Thursday, June 6, 2019

Graduation Mayhem


Today my oldest son is graduating from high school. It is a momentous occasion, one that was very uncertain for almost all of this school year. We have been through a lot to get to this point and now it is time to celebrate. Except… Last night I had to call a crisis intervention hotline because Chica Marie said she wanted to die. She even told Primero she was going to hurt herself with scissors she had in her backpack. It was a long night. Even after talking to the crisis counselor, she refused to go to sleep. I know she is struggling with leaving the teacher she had for the last two years. I know she doesn’t yet have the coping skills to deal with those big feelings. It doesn’t make it any easier.

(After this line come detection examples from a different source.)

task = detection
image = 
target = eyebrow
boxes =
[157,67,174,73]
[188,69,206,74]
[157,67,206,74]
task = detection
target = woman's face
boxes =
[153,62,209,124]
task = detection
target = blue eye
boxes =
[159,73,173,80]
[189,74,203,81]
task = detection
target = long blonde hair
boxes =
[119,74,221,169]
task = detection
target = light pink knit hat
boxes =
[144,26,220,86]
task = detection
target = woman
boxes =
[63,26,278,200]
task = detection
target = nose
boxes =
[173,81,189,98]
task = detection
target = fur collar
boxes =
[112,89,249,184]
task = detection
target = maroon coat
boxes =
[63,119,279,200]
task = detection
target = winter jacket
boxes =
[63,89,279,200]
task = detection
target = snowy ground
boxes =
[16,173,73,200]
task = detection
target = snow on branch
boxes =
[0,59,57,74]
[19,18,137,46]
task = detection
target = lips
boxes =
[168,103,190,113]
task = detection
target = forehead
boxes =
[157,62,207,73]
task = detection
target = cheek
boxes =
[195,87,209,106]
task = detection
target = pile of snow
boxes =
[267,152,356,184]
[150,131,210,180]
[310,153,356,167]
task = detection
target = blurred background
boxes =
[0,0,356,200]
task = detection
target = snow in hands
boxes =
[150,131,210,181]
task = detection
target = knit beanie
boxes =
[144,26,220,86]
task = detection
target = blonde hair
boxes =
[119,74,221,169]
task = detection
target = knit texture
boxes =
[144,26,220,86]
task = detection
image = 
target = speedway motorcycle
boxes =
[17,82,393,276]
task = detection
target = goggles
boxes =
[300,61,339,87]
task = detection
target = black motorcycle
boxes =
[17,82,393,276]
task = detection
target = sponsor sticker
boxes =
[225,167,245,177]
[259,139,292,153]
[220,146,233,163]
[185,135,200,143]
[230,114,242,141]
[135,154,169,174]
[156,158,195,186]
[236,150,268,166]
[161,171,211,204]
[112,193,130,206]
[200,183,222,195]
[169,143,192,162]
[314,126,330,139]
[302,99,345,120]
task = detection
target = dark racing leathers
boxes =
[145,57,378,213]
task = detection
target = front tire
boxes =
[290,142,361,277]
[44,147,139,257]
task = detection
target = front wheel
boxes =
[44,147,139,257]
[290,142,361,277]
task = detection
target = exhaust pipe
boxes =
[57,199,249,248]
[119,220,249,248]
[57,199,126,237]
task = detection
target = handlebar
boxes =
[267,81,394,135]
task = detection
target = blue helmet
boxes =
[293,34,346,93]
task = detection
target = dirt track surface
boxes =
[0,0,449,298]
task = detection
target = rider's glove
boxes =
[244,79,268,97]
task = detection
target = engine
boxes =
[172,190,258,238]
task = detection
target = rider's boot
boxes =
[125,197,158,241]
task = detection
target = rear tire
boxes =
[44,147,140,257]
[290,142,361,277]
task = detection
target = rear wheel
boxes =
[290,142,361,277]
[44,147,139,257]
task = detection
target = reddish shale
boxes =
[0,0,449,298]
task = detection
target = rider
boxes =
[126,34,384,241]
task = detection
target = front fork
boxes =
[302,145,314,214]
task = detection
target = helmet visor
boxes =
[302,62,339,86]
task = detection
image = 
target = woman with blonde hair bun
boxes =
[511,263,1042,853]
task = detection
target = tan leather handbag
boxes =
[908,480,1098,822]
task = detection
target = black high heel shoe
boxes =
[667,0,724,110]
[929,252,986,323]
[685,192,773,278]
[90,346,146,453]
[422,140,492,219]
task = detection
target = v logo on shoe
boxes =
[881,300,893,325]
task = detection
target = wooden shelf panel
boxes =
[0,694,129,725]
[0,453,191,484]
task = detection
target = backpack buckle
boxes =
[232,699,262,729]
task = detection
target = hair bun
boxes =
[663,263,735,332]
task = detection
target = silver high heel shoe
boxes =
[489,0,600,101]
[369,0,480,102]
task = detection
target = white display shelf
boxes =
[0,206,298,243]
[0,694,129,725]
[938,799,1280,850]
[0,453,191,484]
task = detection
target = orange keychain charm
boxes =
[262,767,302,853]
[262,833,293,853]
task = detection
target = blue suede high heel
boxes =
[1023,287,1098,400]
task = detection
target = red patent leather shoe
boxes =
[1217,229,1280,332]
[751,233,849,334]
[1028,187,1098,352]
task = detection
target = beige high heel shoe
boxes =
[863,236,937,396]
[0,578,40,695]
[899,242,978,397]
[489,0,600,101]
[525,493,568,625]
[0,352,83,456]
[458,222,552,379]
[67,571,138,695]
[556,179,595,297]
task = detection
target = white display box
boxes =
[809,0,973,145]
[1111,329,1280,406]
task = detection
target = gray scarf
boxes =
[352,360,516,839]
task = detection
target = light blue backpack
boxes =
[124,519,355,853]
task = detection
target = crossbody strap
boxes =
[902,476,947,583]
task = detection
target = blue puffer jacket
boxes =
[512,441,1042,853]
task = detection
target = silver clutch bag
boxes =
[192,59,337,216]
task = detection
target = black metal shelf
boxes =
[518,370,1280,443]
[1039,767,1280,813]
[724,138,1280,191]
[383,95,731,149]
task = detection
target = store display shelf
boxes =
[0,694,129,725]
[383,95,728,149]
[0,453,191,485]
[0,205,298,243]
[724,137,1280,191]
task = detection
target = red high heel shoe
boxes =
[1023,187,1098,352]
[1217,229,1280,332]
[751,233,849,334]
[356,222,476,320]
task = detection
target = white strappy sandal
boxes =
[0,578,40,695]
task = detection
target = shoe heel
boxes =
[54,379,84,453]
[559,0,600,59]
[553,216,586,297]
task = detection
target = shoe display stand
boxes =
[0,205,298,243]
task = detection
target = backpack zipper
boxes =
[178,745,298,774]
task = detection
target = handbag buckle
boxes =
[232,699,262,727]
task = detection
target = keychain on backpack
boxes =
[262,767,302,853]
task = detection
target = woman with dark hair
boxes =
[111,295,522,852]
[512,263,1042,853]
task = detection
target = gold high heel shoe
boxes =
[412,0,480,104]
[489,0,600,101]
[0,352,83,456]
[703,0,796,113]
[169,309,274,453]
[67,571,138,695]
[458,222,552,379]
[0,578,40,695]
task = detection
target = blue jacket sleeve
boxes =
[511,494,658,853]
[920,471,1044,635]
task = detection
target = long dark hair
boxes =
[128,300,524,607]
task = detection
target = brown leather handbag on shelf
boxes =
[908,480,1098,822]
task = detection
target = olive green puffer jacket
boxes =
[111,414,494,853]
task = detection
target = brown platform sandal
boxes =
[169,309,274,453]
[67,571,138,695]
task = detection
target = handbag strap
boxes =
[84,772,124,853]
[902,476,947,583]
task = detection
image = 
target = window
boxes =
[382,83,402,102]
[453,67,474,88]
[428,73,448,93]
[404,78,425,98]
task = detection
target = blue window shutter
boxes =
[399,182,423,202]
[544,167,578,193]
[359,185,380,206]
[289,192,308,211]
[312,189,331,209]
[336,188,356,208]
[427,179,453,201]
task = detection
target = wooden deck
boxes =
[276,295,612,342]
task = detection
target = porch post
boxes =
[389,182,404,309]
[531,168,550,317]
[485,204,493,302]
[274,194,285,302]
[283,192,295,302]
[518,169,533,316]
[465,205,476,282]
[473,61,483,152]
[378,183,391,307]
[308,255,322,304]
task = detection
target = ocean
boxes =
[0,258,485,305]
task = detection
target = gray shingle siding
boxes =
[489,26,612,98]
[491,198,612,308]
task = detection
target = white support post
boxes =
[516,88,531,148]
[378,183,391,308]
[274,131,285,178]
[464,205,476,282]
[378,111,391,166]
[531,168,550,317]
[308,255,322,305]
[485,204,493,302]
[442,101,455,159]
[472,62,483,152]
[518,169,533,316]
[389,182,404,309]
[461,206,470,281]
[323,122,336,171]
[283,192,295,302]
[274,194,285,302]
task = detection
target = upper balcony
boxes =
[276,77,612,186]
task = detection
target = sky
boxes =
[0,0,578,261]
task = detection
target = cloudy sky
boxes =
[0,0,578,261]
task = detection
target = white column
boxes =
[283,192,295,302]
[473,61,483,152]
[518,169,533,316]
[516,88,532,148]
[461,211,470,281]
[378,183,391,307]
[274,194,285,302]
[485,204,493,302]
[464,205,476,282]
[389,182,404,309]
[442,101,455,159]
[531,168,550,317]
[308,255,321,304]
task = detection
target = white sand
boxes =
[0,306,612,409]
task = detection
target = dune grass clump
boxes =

I didn’t really want to over-react, I feel like most of it was for attention, but I wanted her to know I take it seriously when she says the things she said. Her mobile therapist is going to follow up with her today at school.
 
Additionally, it is hard to concentrate on celebrating Primero because of my worry for Love Bug. He is also graduating tonight but I will not be there. His daycare teacher has graciously agreed to take him with her and then take him to her home until I can pick him up. I know she knows him (she isn’t his main teacher, but she has been at the center longer than my kids have been going there, so she knows us) and he knows her, but I worry about how he will act without me there. It is a worry I have all the time, but specifically tonight because the daycare teacher is being so kind to help us out, I don’t want Love Bug to give her a hard time. I am hoping the excitement will buoy his spirits and not cause him to over-load. He was pretty riled up this morning and made us late because he was refusing to go get his shoes on and leave the house.
 
Other periphery issues include my mom having cancer again. The ovarian cancer metastasized and she will be starting another round of chemo next week. There are some concerns about both sides of Primero’s family (biological and adoptive) meeting for the first time. His mother is going to be there as well as his oldest brother, Mr. J, his brother’s girlfriend, aunts and uncle, and his ex-girlfriend and her child. My parents, sister and brother-in-law will be there as well. We had talked about going to dinner, but I don’t know what Primero has decided. I know he worries about there being awkwardness and tension. I hope everyone can just be adults, but one just never knows. It does seem to be a powder keg.  
 
I want this to be a celebratory experience for my Primero. He has worked hard and I want him to know how proud I am of him and how much his hard work has paid off. I have to, even if it is momentarily, put everything else aside so this day is special for him.